Substituting \(\tan \theta = \frac{1}{2}\), find:

\(\tan 3\theta = \frac{3(\frac{1}{2}) - (\frac{1}{2})^3}{1 - 3(\frac{1}{2})^2} = \frac{\frac{3}{2} - \frac{1}{8}}{1 - \frac{3}{4}} = \frac{\frac{12 - 1}{8}}{\frac{1}{4}} = \frac{\frac{11}{8}}{\frac{1}{4}} = \frac{11}{2}\)

For \(\cos(2\phi)\), use: \(\cos 2\phi = 2\cos^2 \phi - 1\)

Substituting \(\cos \phi = \frac{1}{\sqrt{5}}\), we find:

\(\cos 2\phi = 2(\frac{1}{\sqrt{5}})^2 - 1 = 2(\frac{1}{5}) - 1 = \frac{2}{5} - 1 = -\frac{3}{5}\)

Now use the tangent addition formula:

\(\tan 3\theta + 2\phi = \frac{\tan 3\theta + \tan 2\phi}{1 - \tan 3\theta \tan 2\phi}\)

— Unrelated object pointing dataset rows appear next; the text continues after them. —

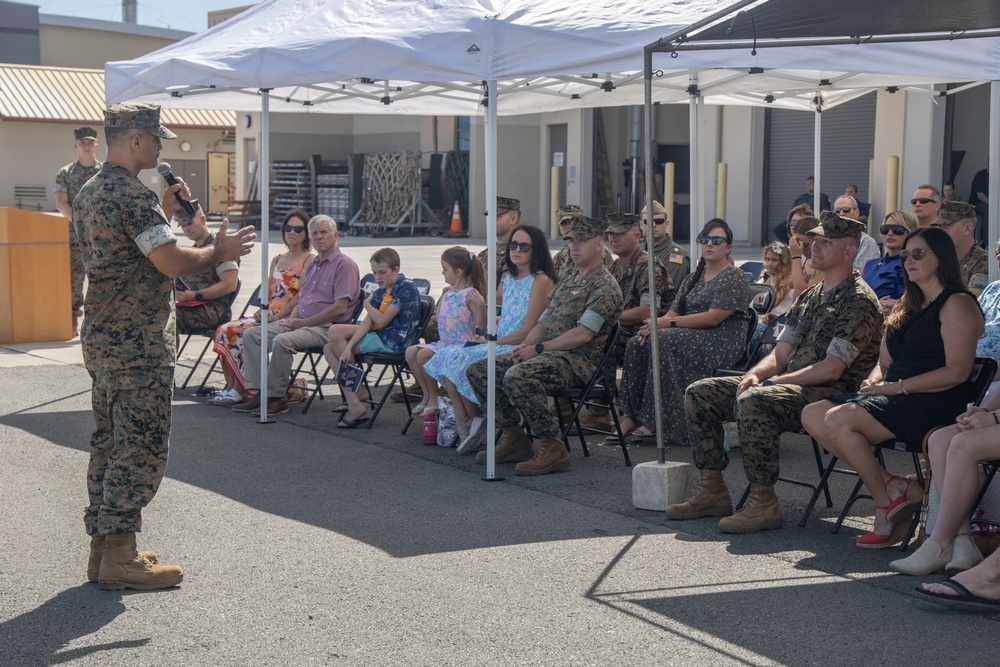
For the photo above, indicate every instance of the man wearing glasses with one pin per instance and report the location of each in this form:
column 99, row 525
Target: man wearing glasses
column 674, row 257
column 846, row 206
column 959, row 220
column 830, row 343
column 926, row 203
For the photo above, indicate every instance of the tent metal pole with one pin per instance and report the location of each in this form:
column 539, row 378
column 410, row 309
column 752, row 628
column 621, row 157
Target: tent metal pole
column 654, row 345
column 817, row 153
column 265, row 228
column 694, row 190
column 491, row 271
column 993, row 216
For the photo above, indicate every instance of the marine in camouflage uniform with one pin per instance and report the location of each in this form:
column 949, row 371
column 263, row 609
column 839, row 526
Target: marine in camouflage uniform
column 591, row 300
column 632, row 274
column 959, row 219
column 845, row 323
column 69, row 180
column 562, row 261
column 207, row 315
column 128, row 342
column 674, row 257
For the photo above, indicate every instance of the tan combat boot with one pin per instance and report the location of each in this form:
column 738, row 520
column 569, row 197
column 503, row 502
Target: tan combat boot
column 97, row 550
column 551, row 458
column 122, row 567
column 760, row 512
column 514, row 445
column 712, row 499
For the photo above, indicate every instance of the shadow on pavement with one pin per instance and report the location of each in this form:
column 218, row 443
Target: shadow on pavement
column 41, row 635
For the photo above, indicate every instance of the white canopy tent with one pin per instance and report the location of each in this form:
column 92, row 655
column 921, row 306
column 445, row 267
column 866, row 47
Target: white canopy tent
column 422, row 57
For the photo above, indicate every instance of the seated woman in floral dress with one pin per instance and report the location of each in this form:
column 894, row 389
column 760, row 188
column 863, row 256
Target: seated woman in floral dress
column 286, row 272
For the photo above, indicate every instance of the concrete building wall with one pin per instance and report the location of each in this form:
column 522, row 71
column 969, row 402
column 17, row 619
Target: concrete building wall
column 50, row 147
column 74, row 42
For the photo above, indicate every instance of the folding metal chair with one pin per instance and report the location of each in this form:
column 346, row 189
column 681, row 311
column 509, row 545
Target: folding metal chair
column 210, row 334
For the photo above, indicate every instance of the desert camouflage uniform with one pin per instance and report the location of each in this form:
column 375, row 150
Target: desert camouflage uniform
column 674, row 257
column 976, row 267
column 845, row 322
column 69, row 180
column 210, row 314
column 128, row 346
column 593, row 301
column 565, row 266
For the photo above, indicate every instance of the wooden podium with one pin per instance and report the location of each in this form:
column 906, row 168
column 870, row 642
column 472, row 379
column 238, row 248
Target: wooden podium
column 35, row 301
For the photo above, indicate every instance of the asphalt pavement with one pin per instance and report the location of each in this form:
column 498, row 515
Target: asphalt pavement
column 304, row 544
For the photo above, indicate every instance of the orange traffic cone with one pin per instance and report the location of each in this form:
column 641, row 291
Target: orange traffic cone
column 456, row 223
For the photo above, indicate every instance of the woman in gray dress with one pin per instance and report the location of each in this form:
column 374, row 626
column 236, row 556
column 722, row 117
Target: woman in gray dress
column 704, row 329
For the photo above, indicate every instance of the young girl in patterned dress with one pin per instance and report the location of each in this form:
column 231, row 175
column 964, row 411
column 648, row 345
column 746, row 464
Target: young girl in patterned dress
column 460, row 311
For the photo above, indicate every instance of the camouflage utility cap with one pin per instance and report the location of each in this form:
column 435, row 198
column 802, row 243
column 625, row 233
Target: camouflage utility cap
column 182, row 218
column 832, row 226
column 954, row 211
column 505, row 205
column 567, row 211
column 585, row 228
column 84, row 132
column 657, row 209
column 619, row 223
column 136, row 117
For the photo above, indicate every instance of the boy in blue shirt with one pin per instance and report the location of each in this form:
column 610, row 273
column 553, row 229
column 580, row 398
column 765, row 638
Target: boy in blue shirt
column 390, row 326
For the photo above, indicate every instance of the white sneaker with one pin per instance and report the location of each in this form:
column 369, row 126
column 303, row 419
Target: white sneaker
column 476, row 432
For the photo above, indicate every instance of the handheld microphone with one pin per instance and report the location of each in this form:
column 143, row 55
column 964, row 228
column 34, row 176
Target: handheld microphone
column 164, row 169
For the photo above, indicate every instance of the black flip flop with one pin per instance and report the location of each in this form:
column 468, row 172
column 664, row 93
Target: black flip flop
column 964, row 596
column 346, row 423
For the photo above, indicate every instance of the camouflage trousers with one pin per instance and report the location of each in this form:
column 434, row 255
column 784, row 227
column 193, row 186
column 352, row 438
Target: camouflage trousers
column 128, row 449
column 77, row 272
column 761, row 414
column 521, row 388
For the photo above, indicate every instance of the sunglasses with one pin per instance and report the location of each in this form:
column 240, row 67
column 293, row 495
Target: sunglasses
column 917, row 254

Substitute respective tangent values:

\(\tan 2\phi = \frac{2\ast\frac{1}{\sqrt{5}}\ast\frac{2}{\sqrt{5}}}{1-(\frac{2}{\sqrt{5}})^2} = \frac{\frac{4}{5}}{1-\frac{4}{5}} = 4\)

Now calculate:

\(\frac{\frac{11}{2} + 4}{1 - \frac{11}{2}\ast 4} = \frac{\frac{19}{2}}{1 - 22} = -\frac{19}{44}\)

Step 3: Calculate \(\tan(\frac{1}{2} \tan^{-1}(2\sqrt{2}))\)

\(\alpha = \tan^{-1}(2\sqrt{2}) \Rightarrow \tan \alpha = 2\sqrt{2}\)

Use \(\tan(\frac{\alpha}{2}) = \frac{\sin \alpha}{1 + \cos \alpha}\), with \(\sin \alpha = \frac{2\sqrt{2}}{\sqrt{9}} = \frac{2\sqrt{2}}{3}\) and \(\cos \alpha = \frac{1}{\sqrt{9}} = \frac{1}{3}\)

\(\tan(\frac{\alpha}{2}) = \frac{\frac{2\sqrt{2}}{3}}{1 + \frac{1}{3}} = \frac{\frac{2\sqrt{2}}{3}}{\frac{4}{3}} = \frac{2\sqrt{2}}{4} = \frac{\sqrt{2}}{2}\)

Step 4: Combine calculations

Calculate the total expression:

\(50(-\frac{19}{44}) + 4\sqrt{2}(\frac{\sqrt{2}}{2})\)

\(= 50 \ast -\frac{19}{44} + 4 \ast 1 = -\frac{950}{44} + 4 = -\frac{475}{22} + 4 = -21.59 + 4 = 29\)

Conclusion

The computed value is 29, which fits the specified range (29,29).